Why not try to shift your social life to revolve more around ADULTS rather than overgrown teenagers? Most people who are interested in finding a partner and living an adult life at your age are shifting more to dinner parties and social functions like going out to dinner that aren't about drinking themselves stupid and making out in front the the whole world behaving like teenagers. Perhaps you need to find a better crowd to associate with!

 

One of the problems you had with your ex was that she was a big party girl and drinker and really sounds like she was very immature for her age and hence not ready for a long term partner or to settle down. You need to try to put yourself in situations where you'll meet people who are more serious and want to form permanent partnerships rather than these wild parties that are about nothing but acting out and hedonist/narcissistic displays more appropriate to teenagers than adults.

 

You are actually better off trying something like online dating than these party girl/boy scenarios if you are looking for an adult partner to settle down with (though you aren't ready to date yet based on your current obsession with your ex).
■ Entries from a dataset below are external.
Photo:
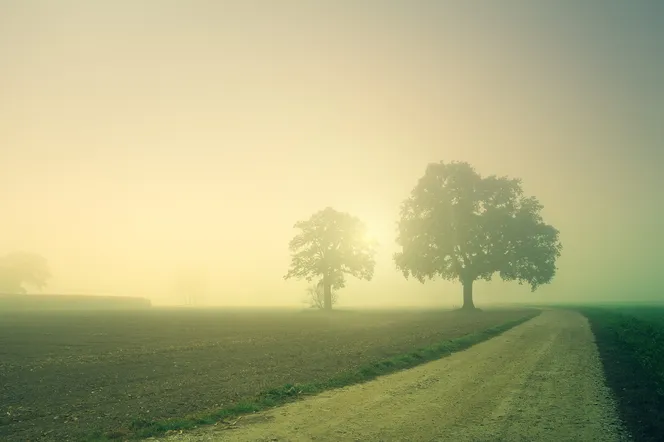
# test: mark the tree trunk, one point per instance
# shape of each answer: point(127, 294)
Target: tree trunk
point(468, 296)
point(327, 294)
But when you are, you need to screen people down to those who are looking for a settled life and a partner rather than immature people not ready for that yet.

 

And you need to stay away from these circus situations like that if it depresses you.

 

btw, you say you can't believe that your ex 'forgot' your birthday. You have to keep in mind that you need to stop tracking events with her because she is not your partner and not in your life anymore. She may or may not have remembered your birthday, but since she is not your GF anymore, so it is not appropriate for her to call you on that day (or any other day) if she has let go and moved on. So that is the real reason you didn't hear from her and it isn't about 'forgetting' or not.